MARL Cooperative Navigation: Reward Hacking & Phase 1 Solved

January 18, 2026

Focus: Debugging reward shaping, stabilizing 2-agent learning.

Returns looked healthy (320–350). Success rate stuck at 10–20%. Agents were gaming the shaping, not solving the task.

Classic reward hacking. Agents camped near landmarks to farm dense rewards without coordinating final coverage. High return does not mean task solved.

Experiments & Fixes

All-covered bonus increased (50 → 150)

Short-term bump (~26% success), then regression. Dense shaping still dominated.

Hold reward reduced (0.2 → 0.05)

Returns stayed high, success stayed low. Still gaming distance shaping.

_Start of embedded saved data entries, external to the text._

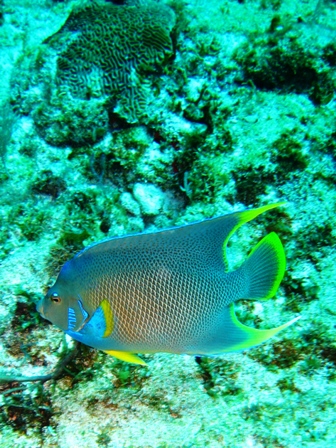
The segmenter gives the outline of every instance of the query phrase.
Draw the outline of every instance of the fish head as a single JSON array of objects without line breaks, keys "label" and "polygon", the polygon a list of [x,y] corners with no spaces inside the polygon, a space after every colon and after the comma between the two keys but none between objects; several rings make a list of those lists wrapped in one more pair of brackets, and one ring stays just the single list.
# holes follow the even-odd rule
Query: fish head
[{"label": "fish head", "polygon": [[69,282],[63,266],[55,284],[41,299],[36,309],[42,317],[63,331],[78,332],[89,320],[89,314],[83,306],[83,299]]}]

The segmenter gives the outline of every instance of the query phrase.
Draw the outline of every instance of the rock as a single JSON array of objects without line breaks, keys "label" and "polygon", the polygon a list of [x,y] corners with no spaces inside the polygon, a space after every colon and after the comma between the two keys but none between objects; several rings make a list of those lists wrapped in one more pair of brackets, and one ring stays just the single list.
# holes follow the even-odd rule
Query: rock
[{"label": "rock", "polygon": [[137,203],[137,201],[134,200],[131,193],[122,193],[120,196],[120,204],[124,207],[125,210],[127,210],[129,213],[131,213],[134,216],[140,215],[140,205]]},{"label": "rock", "polygon": [[158,215],[164,202],[163,191],[153,184],[136,183],[133,188],[133,196],[140,204],[145,215]]}]

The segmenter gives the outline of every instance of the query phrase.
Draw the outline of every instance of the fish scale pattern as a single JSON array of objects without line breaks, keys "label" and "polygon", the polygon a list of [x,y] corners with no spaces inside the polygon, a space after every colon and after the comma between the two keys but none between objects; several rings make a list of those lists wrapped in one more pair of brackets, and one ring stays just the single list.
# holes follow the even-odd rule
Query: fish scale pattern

Distance shaping bug fix (critical)

# Before (buggy)
if not lm.covered or lm.covered_by == agent.id

# After (correct)
if not lm.covered

Agents were getting distance reward for landmarks they were already covering.

Minimal symmetry breaking

Added agent_id / (N-1) scalar to observations. obs_dim: 4 → 5. Enables role differentiation without central control.

Global Minimum Distance shaping (breakthrough)

For each landmark, compute distance to closest agent. Shared reward = -sum(distances) / N. Removes reward cliffs when landmarks flip covered/uncovered.

Collision penalty enabled (-1.0)

Collisions dropped from ~17 to <1 per episode. Movement became deliberate.

Final Phase 1 Config

Global Min Distance shaping
One-time coverage reward (+10)
Collision penalty (-1.0)
No dense hold reward
Agent identity enabled

Result: Phase 1 solved. Return ~326, collisions ~0.6, clean splits.

Lesson: High returns with low success means your reward is lying to you.